Vocal Majors Fly to the Moon
This past Columbus Day, Frank Sinatra School of the Arts’ vocal majors turned back time. The spirit of the 1940’s was evoked through song and dance from a float made for their performance in the Columbus Day Parade in NYC. Fittingly enough, their performance takes place close to Frank Sinatra’s 100th birthday as the students revived his enchanting sound through singing his classic tunes. Juniors, freshmen and sophomores, as well as seniors took part in this amazing opportunity, not solely upperclassmen. But the participants weren’t chosen based of grade level, the ones who took part in the parade performance were those who wanted to perform, and more importantly, those who could “sell it” best.
From atop their moving stage, the performers wore attire influenced by the style of the 1940’s, the era of Sinatra’s peak of popularity, with a similar backdrop of New York’s cityscape on the float. The float itself was decorated with banners of Sinatra, one with an image of him in his youth besides the text “Your Music Lives.” The construction of the float was sponsored by The Daily News, the newspaper focusing on the theme of Frank Sinatra as much as our school has been in the past few months. The vocal majors’ performance in the parade was even featured in The Daily News, with the news outlet commenting on the talent of the performers and their professionalism. The Daily News will also be donating the banners of Frank Sinatra from the float, due to the vocal majors’ performance.
Songs performed during the parade, commemorating Sinatra and his music, were “Three Coins in The Fountain,” “Love and Marriage,” “Lucky Lady,” “I Have a Crush on You,” and of course, one of his most popular tunes, “Fly Me to The Moon.” Mr.
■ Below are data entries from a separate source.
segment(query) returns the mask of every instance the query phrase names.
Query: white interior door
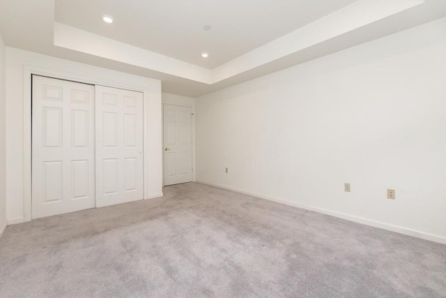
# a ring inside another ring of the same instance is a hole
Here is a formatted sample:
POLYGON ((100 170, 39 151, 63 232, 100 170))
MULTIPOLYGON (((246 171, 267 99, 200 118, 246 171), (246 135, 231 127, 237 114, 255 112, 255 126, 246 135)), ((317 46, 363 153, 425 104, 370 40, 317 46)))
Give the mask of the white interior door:
POLYGON ((142 93, 96 86, 96 207, 143 199, 142 93))
POLYGON ((164 185, 192 181, 192 109, 164 104, 164 185))
POLYGON ((95 207, 94 94, 33 76, 33 218, 95 207))

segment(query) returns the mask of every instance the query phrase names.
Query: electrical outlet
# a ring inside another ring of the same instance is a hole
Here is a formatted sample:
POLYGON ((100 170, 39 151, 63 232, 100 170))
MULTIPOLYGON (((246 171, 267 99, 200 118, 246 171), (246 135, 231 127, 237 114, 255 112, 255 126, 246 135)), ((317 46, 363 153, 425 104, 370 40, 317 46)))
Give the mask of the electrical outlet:
POLYGON ((387 188, 387 199, 395 200, 395 190, 387 188))

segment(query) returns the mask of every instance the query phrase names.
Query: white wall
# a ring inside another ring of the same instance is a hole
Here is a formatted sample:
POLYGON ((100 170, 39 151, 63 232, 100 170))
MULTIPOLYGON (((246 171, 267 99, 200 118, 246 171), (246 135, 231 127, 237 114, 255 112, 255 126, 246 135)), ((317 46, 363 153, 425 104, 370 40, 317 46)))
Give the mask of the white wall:
MULTIPOLYGON (((139 77, 86 64, 6 47, 6 182, 7 215, 8 223, 26 220, 29 214, 26 206, 26 105, 29 100, 24 75, 30 69, 61 74, 66 77, 82 77, 82 82, 145 91, 145 105, 148 104, 146 126, 147 144, 144 144, 144 160, 149 169, 145 176, 146 198, 162 195, 162 100, 159 80, 139 77), (147 145, 147 146, 146 146, 147 145), (25 183, 24 183, 24 181, 25 183)), ((56 75, 58 77, 61 76, 56 75)), ((145 172, 145 174, 146 173, 145 172)))
MULTIPOLYGON (((192 114, 194 114, 194 117, 192 117, 192 168, 194 169, 194 172, 192 172, 192 181, 194 181, 196 179, 196 174, 197 174, 197 156, 196 156, 196 148, 195 148, 195 98, 187 96, 181 96, 180 95, 170 94, 168 93, 162 93, 162 103, 169 104, 169 105, 182 105, 183 107, 190 107, 192 109, 192 114)), ((164 145, 163 145, 164 147, 164 145)))
POLYGON ((443 18, 197 98, 197 180, 446 243, 445 31, 443 18))
POLYGON ((6 153, 5 131, 5 44, 0 35, 0 237, 6 228, 6 153))

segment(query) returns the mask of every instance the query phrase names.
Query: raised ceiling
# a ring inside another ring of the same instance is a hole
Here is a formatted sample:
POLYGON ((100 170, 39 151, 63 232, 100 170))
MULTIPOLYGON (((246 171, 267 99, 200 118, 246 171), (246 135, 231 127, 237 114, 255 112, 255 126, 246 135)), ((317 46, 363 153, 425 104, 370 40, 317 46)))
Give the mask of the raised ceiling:
POLYGON ((197 97, 445 17, 445 3, 1 0, 0 33, 7 46, 161 80, 164 92, 197 97))
POLYGON ((59 0, 55 18, 212 69, 353 1, 59 0), (105 24, 100 18, 105 14, 115 22, 105 24), (209 58, 203 59, 202 52, 210 53, 209 58))

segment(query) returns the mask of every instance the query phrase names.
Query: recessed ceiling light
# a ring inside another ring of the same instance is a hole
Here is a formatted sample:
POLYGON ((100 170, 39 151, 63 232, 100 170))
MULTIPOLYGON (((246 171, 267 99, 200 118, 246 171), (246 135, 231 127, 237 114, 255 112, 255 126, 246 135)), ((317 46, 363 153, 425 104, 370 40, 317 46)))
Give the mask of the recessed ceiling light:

Sandri, the one of the vocal instructors and the teacher who prepared the students for this event, organized the proceedings for the event, including the ensemble and the songs to be performed. He even prepared choreography for the vocal majors, to further organize their performance on the float.
The idea of performing for hours on end would leave anyone reluctant, even more so to most high school students.
“The audience needs to hear something good every second,” Mr. Sandri said. The ensemble sang and performed their dance routines continuously throughout the duration of the parade, to give the best performance as the float made its way through the parade. One would think this show would be followed by complaints or groans, but the students anticipated displaying their talents from at a public venue.
“They acted like professionals because they know that’s what’s expected of them,” Mr. Sandri said.
The participating vocal majors where not unfamiliar with Frank Sinatra’s classically American music. At the request of our school’s founder, Tony Bennet, the Great American Songbook Singers was formed in 2011. This 50-voice ensemble performs original and classical pieces from this genre of American music, and the members come from all grade levels as well. As Frank Sinatra’s music is acknowledged to define a part of this genre, the performers in the parade were familiar with his sound and style.